Fausta Speranza – Città del Vaticano

“Un totale di 5,2 milioni di persone, equivalenti al 91 per cento della popolazione del Tigray, necessita di assistenza alimentare dovuta al conflitto”, ha detto ai giornalisti riuniti a Ginevra Tomson Phiri, portavoce del Programma alimentale mondiale (Pam).

Si sono spenti alcuni riflettori mediatici sulla crisi nella regione etiope, mentre la situazione non è affatto migliorata, spiega padre Filippo Ivardi, direttore di Nigrizia:

Ascolta l’intervista con padre Filippo Ivardi

Padre Inardi, missionario comboniano, conferma le notizie che giungono dalle agenzie internazionali, sottolineando che molte ong operano nell’area e che sono arrivati aiuti dell’Onu ma aggiungendo  che le Nazioni Unite hanno chiesto 203 milioni di dollari subito per intensificare gli interventi. Lo scontro civile nel Tigray, regione a nord dell’Etiopia, è scoppiato quasi sette mesi fa, – ricorda padre Inardi – quando il primo ministro etiope, Abiy Ahmed, ha sferrato un’offensiva militare contro le forze leali all’ormai ex partito di governo locale Fronte di liberazione del popolo del Tigray (Tplf) dopo mesi di tensioni con Addis Abeba. 

Padre Filippo riferisce di migliaia di morti, di ottantamila rifugiati, di cui alcuni sono giunti in Sudan. Il missionario direttore di Nigrizia spiega che in questi sette mesi si sono aggiunte 700.000 persone al computo dei bisognosi fatto dall’Onu. E racconta che le scuole della regione sono state trasformate in campi per sfollati. La popolazione riferisce di continui attacchi soprattutto nella notte. Si tratta – spiega padre Filippo – di una guerriglia sferrata da gruppi locali contro soldati dell’esercito nazionale. Si moltiplicano episodi di violenza – spiega – come furti di armi ai soldati ma anche ruberie di cibo alla popolazione.
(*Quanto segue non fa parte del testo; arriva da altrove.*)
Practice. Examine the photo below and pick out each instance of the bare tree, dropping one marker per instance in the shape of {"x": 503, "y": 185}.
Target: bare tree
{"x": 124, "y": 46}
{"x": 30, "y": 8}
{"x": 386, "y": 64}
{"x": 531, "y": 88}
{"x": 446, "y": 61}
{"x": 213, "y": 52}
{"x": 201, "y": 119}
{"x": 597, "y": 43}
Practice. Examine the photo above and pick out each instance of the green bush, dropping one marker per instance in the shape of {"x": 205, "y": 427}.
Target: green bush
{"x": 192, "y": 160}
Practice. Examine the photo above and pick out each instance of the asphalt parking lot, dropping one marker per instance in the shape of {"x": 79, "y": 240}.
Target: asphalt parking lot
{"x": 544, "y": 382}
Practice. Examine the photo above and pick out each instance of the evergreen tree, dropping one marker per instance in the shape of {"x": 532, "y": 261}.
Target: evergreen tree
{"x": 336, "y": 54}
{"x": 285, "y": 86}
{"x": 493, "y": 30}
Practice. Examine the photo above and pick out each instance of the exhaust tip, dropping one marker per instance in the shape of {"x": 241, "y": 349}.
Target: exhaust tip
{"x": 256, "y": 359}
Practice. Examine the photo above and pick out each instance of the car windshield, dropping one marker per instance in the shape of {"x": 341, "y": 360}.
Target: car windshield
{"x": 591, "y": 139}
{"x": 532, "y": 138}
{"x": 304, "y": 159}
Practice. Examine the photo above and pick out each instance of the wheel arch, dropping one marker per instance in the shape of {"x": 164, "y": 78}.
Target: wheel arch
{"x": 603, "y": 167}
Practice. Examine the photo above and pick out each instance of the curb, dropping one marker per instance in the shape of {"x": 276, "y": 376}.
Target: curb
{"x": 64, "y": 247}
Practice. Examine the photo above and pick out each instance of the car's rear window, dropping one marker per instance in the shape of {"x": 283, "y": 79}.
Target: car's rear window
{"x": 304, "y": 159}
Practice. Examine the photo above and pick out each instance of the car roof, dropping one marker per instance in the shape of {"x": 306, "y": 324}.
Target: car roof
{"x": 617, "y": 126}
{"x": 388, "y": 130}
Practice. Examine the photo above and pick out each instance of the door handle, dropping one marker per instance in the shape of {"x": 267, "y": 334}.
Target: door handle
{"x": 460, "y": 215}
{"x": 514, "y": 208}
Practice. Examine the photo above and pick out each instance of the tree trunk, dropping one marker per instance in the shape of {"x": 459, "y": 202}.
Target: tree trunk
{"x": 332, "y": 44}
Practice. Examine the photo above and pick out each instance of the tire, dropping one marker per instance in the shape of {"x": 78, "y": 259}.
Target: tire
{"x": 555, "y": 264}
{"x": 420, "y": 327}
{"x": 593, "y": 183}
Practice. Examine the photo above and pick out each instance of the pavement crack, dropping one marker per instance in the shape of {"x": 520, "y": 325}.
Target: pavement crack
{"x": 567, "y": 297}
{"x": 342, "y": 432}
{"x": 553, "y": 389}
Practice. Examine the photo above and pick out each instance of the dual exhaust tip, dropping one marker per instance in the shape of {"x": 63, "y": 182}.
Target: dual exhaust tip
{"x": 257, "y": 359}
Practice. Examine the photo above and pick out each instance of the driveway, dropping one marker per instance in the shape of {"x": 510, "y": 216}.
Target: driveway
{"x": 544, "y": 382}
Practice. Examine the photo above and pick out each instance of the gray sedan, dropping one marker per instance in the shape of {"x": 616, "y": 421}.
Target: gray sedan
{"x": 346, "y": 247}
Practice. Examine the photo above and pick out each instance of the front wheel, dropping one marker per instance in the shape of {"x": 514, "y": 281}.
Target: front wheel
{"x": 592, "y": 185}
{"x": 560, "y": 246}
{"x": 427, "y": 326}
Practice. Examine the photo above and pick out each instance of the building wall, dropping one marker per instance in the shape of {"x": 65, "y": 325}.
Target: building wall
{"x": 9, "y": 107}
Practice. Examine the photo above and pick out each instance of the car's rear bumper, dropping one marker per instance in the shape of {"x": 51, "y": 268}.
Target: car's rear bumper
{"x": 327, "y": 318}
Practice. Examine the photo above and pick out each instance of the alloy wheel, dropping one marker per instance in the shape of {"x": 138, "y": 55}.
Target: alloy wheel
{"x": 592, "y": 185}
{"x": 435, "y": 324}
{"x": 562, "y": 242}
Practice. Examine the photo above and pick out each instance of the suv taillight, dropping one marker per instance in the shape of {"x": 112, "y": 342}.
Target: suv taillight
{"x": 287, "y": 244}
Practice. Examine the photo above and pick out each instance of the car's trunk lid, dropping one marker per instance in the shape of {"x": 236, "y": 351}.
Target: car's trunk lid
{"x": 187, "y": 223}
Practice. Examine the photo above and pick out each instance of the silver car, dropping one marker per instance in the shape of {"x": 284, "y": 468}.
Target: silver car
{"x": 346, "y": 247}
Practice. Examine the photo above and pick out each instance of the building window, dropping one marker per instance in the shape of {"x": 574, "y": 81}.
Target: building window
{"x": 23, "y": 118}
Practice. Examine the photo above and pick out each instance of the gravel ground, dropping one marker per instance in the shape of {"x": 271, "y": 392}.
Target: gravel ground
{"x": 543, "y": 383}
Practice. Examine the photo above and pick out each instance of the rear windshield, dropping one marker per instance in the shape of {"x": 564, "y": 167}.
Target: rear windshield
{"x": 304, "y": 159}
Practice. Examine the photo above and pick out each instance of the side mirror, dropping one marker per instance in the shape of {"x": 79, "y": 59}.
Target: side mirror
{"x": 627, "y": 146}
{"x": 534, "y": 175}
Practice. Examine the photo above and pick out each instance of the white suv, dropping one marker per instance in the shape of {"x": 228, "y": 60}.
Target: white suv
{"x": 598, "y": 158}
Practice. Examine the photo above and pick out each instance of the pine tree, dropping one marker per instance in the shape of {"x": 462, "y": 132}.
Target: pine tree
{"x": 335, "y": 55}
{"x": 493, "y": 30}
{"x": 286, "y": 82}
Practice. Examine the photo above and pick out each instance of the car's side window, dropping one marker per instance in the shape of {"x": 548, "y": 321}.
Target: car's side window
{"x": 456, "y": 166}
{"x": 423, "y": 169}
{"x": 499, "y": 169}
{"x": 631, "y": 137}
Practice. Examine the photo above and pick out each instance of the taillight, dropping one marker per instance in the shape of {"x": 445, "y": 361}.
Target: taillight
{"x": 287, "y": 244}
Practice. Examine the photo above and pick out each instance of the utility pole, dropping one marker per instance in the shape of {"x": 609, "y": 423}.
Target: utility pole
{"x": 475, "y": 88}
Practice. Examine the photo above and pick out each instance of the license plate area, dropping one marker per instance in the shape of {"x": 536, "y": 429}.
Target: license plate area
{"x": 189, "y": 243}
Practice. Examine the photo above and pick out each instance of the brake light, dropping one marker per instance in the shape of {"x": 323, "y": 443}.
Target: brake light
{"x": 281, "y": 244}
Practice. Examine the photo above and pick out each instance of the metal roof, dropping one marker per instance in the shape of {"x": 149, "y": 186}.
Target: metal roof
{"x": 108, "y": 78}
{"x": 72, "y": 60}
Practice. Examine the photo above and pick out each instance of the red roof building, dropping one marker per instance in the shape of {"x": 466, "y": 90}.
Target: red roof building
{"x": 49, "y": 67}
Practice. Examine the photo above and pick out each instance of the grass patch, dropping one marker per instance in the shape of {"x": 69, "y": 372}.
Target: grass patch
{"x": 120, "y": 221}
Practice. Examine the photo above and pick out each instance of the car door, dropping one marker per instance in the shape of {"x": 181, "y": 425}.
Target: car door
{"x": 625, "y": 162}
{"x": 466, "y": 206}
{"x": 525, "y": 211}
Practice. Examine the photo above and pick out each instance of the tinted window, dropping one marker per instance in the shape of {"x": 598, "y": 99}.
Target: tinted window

Sul terreno sono presenti 32 ong e si contano 1850 operatori umanitari ma – ribadisce – la situazione resta difficile e preoccupante.

Una situazione di tensione oltre i confini

Padre Filippo ricorda che c’è un contesto regionale pieno di incognite e di sfide. Riferisce della presenza in Etiopia di soldati di altri Stati limitrofi e di contenziosi aperti come quello delle dighe in costruzione sul Nilo o sui suoi affluenti – sottolinea – che coinvolge Etiopia, Sudan, Egitto.  

Alla radice dello scontro nel Tigray

Ci sono elementi storici che ci aiutano a capire come sia nato il conflitto nel Tigray, spiega l’africanista Anna Bono:

Ascolta l’intervista con Anna Bono

La professoressa Bono torna indietro nell’analisi agli equilibri di potere tra leadership regionale e quella nazionale che negli anni scorsi hanno determinato un braccio di ferro e poi un vero e proprio confronto sul terreno. Cita questioni di tipo etnico che stanno sullo sfondo di antiche tensioni o nuove contese e spiega che non ci si può fermare alla motivazione di rivendicata autonomia regionale, in quanto la componente tigrina è stata forte sul piano nazionale per circa 25 anni ed è stata poi ridimensionata con l’arrivo al potere dell’attuale primo ministro. Le sue rivendicazioni dunque vanno al di là del potere che potrebbe conservare sul territorio regionale del Tigray.